2) Pourquoi je prends position
Monsieur le président, pendant les élections démocratiques dans mon pays qui ont eu lieu en 2010, je n’avais que 11 ans et je criais tout le temps votre nom en disant « M’TÖMA ». Un grand moment. L’espoir, la joie, le sentiment de pouvoir influer sur l’avenir d’un pays, l’illusion de pouvoir bien plus que l’illusion du pouvoir. L’enthousiasme enfin, et la victoire, quand vous avez gagné la première élection démocratique en Guinée après 40 ans de lutte pour garantir la démocratie dans mon pays.
On m’avait pourtant dit, de ne pas y croire. On m’avait dit, que le « système » est plus grand et plus fort. On me l’a dit et malgré tout, j’ai cru.
Moi et mes illusions, ont cru à votre promesses de faire de la « jeunesse » votre priorité : la culture, le social, l’éducation, la santé……… soucieux de participer au développement de mon pays, j’y ai cru.
Mais aujourd’hui, je vous en veux, parce que je vous considérais comme le libérateur de mon peuple. Les Guinéens ont souffert assez de traumatisme, d’angoisse et de pertes lors des massacres de leurs compatriotes. Leurs libérateurs devraient leur donner la liberté et non l’oppression. Je vous pose humblement la question : que faire lorsque les protecteurs deviennent les persécuteurs ?
Nous accusons à juste titre la communauté internationale d’avoir gardé le silence à la politique cruelle, inhumaine dont mon peuple est plus en plus victime. Jusqu’à quand ? Quiconque supporte cette injustice extrême et conseille de faire un troisième mandat n’aime pas la Guinée et contribue à la mort lente de notre nation.
Je vous supplie d’user de toutes les ressources de votre Autorité pour mettre fin à ces meurtres insensés et renoncer a votre troisième mandat.
Monsieur le président, on ne va pas vous demander de régler tous les problèmes du pays, ce n’est pas votre rôle. Il n’empêche que celui-ci en partie vous oblige. Or, depuis quelques années, vous desservez votre propre cause et partant, vous décevez une partie de la nouvelle génération qui cherche à s’affranchir des relents de l’ethnocentrisme morale et intellectuelle.

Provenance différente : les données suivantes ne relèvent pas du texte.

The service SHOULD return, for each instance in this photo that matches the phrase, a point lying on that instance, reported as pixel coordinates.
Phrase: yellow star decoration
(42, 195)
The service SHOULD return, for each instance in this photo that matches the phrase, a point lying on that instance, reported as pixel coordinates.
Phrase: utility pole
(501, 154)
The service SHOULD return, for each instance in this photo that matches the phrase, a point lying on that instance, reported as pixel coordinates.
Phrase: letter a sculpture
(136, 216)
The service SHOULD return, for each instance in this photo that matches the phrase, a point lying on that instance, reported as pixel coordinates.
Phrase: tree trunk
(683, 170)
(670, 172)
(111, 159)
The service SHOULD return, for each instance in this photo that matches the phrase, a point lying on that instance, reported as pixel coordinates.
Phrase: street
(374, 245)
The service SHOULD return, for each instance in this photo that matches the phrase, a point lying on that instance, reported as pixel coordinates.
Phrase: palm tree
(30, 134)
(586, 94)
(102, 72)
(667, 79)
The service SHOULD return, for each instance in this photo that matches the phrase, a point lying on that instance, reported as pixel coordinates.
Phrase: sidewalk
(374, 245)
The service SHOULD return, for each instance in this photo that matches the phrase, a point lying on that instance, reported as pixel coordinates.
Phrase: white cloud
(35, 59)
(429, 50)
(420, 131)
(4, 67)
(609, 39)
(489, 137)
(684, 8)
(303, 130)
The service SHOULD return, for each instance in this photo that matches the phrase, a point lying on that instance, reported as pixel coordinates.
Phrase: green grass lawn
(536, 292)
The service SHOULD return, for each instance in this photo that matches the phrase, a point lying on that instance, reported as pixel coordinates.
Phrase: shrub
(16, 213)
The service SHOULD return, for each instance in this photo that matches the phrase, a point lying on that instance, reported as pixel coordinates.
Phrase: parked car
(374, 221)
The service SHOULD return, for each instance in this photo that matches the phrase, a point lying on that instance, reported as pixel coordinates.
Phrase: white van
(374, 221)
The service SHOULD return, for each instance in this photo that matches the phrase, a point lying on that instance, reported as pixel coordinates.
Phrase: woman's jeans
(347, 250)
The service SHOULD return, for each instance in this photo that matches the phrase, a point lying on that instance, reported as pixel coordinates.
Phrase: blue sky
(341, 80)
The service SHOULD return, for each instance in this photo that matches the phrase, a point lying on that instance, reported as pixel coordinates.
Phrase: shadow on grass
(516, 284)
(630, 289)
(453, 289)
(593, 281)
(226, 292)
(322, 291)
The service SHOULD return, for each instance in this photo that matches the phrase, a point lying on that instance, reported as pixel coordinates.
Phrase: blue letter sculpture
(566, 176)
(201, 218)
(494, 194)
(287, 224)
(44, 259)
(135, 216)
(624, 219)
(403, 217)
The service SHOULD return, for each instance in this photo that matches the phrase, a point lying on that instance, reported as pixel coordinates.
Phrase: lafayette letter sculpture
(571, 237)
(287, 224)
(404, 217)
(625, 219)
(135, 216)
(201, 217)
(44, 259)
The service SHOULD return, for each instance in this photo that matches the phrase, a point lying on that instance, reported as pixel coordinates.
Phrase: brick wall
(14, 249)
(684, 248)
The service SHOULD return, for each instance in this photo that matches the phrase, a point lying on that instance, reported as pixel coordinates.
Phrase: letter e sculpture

Des familles, nombreuses, doivent être entendues, accompagnées, soutenues et rétablies dans leur droit de connaître la vérité sur les cas de tueries dont leurs proches ont été victimes. Vouloir faire son marché < électorale-politique> sur la douleur d’une mère éplorée ou d’un père dont le cadavre du jeune adolescent est encore chaud confine à une forme immorale.
Pour vous montrer mon état d’esprit, je vous rappelle la formule de Thierno Monenembo de « Crapauds-brousse » : « Eux qui auraient dû être la solution, ils ne l’étaient en rien. C’était plutôt eux le problème à la lumière de la vérité ». Désormais, vous faites partie du problème de ce pays. Pensez aux parents, aux femmes, et sœurs et aux conjoints de ces hommes et femmes assassinés.
Je ne vous embrasse pas car je vous en veux.
Je vous prie d’agréer, l’expression de mes sentiments attristés.